Animal Farm

Are all animals really created equal?

There is a famous line from George Orwell’s Animal Farm: “ All animals are equal, but some animals are more equal than others”.

An interesting article arrived in our inbox this week which reminded us of the Animal Farm line. The article was both irrelevant to what we do on a daily basis, and at the same time very pertinent.
 
The article was aimed at copywriters – people who get paid to write for other people – and discussed the type of clients copywriters don’t want. Does that sound counter-productive? Don’t we all want more customers? The main thrust of the article was that it is possible to say “no” to clients – without burning your reputation forever. The writer was making the point that the wrong client would result in more damage than good. The specifics related to the technical side of copywriting, but the identification signs of the wrong client can well be related to other industries.
 
We have learned this lesson personally. Some years ago, in the shadow of a somewhat unsatisfactory year - in another business, in another industry. We conducted a full review, with conclusions as to what we needed to do to achieve better results. Foremost amongst the action points coming out of that review was the imperative that we needed to lose 20% of our clients.
 
Obviously the right 20%. We didn’t want to lose just any 20%. We needed to lose the 20% who produced the least G.P. (actually no G.P.), took up the most time, and caused the most hassle. And of course that 20%  were always the slowest to pay. It’s the same in any industry. The bottom 20% of customers take the longest to pay, focus the most on price rather than quality or service, and demand attention the most.
 
We knew who this 20% were. We conducted the review internally. We didn’t bring in an outside consultant who didn’t know the industry or the business. We knew the late paying ratbags, the cheapskates and the whiners because we worked with them every day. But we had believed that the additional revenue they brought in gave us more buying power and leverage – even though they didn’t contribute to the bottom line. But after an honest review we realised that in fact they were actually dragging us down, and depleting our bottom line. So the decision was made that they had to go.
 
We set out on a mission – lose the 20%. We worked hard at the task. We explained to some clients that this was the service level we provided (which was market leading! ) and this was the price.
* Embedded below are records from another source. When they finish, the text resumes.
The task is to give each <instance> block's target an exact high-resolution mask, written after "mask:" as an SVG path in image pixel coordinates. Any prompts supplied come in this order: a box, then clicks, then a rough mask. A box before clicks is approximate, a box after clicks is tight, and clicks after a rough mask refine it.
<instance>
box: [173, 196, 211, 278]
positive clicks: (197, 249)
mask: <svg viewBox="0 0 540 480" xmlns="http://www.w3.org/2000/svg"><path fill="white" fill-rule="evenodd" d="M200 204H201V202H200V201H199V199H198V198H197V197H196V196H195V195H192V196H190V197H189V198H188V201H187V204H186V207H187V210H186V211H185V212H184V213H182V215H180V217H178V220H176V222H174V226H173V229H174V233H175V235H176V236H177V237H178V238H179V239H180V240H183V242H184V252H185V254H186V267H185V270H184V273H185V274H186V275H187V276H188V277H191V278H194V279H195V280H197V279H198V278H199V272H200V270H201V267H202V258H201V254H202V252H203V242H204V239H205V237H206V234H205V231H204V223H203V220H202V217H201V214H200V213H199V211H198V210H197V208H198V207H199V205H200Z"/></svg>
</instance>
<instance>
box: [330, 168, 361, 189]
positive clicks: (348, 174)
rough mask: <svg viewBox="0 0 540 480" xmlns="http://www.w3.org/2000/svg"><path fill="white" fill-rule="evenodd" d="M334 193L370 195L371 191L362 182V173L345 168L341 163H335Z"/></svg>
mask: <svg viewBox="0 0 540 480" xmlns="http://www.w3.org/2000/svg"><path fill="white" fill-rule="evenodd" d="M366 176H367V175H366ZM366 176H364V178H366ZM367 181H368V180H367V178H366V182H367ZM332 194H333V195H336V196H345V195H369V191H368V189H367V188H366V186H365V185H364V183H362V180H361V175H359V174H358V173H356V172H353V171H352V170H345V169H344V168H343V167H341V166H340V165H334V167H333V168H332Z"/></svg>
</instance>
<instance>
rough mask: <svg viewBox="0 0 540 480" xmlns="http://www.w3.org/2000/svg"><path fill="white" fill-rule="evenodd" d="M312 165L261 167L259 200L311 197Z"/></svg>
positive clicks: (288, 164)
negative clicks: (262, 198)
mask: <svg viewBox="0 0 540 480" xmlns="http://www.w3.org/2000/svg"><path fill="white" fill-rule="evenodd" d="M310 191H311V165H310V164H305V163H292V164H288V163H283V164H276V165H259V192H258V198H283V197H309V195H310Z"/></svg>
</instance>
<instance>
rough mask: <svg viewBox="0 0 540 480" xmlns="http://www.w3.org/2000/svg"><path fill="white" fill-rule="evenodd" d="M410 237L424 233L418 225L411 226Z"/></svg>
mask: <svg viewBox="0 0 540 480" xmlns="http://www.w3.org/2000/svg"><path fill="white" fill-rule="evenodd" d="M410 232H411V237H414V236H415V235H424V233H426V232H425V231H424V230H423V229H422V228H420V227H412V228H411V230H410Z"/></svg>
If they were unhappy with the service we provided we could recommend other service providers. We raised prices to others, and if they were unhappy with the new pricing structure then we could recommend other suppliers. And there were some we just flat out had to say they we were unable to supply them in future and worked out a transition plan.
 
Ultimately we were unsuccessful. During the year, and despite our best efforts, we managed to lose only 15% of our customers. But the ones who decided to stay, stayed with the new found realisation that our service delivery and pricing were actually the best available, and that if they wanted them they needed to play by the rules.
 
What was the impact on the business? The bottom line was the most obvious – an increase in net profit of 25%. By losing the time wasters, the hagglers, and the bad payers, we freed up time and energy to look after our best clients even better. And we had time to go out and target new ones. Our efforts at bringing on new (good) clients was probably also helped by our competitors being bogged down servicing the unrealistic demands of our rejects.
 
So how does all of this relate to what we do?  In the business Expedio is in – leasing buildings to tenants, buying buildings and selling buildings, we have relationships on an ongoing basis with a range of business partners. We term it that way because all of those partners contribute in some way (or deplete from it) our business performance. We have ongoing contracted tenants. We have sub-contractors who do maintenance, repair and construction work. We have lawyers, accountants and financiers we work with. And we have real estate agents who bring us properties to buy, and who sell and lease properties for us.
 
But if we are working with the wrong partners, or they are not doing their job as they should, then it drags us down as we expend time and energy managing their performance.
In the copywriting example, some of the warning signs (that you are dealing with the wrong client) were:

  • They haggle with you on your quote
  • They don’t have time to complete the brief
  • They won’t pay the deposit
  • They are rude
  • They ask you to do something you have no experience of


These may be specific to that industry. But then they may not be.

We know very well the number of time wasters in the buying, selling and leasing end of the industry. There are the ones who enquire about everything, and never buy anything. They want to view, and then never give feedback. Or want the information, and then won’t take your calls.

And then there are tenants who don’t want to pay on time, don’t look after the property, and have expectations beyond  the tenancy agreement. I have no doubt that there are also landlords who don’t want to maintain their properties as well.
 
But in the contemporary economy,  where much of the friction which formerly presented barriers to doing business have been removed, there is not a place for these attitudes and behaviours. That is not to say the ratbag element will disappear all by itself. They may well not disappear. But to be successful, we don’t need them in our business.
 
Which means the onus is on us to act out the scenario that “all business is not good business” and weed out the potential friction creators at any early stage. Which comes back initially to qualification of potential clients. We can all save ourselves both time and angst by recognising that whilst all enquirers (or responders to a TradeMe ad) may be potential clients, it doesn’t mean they are all equally as good prospects. All clients are definitely not created equal.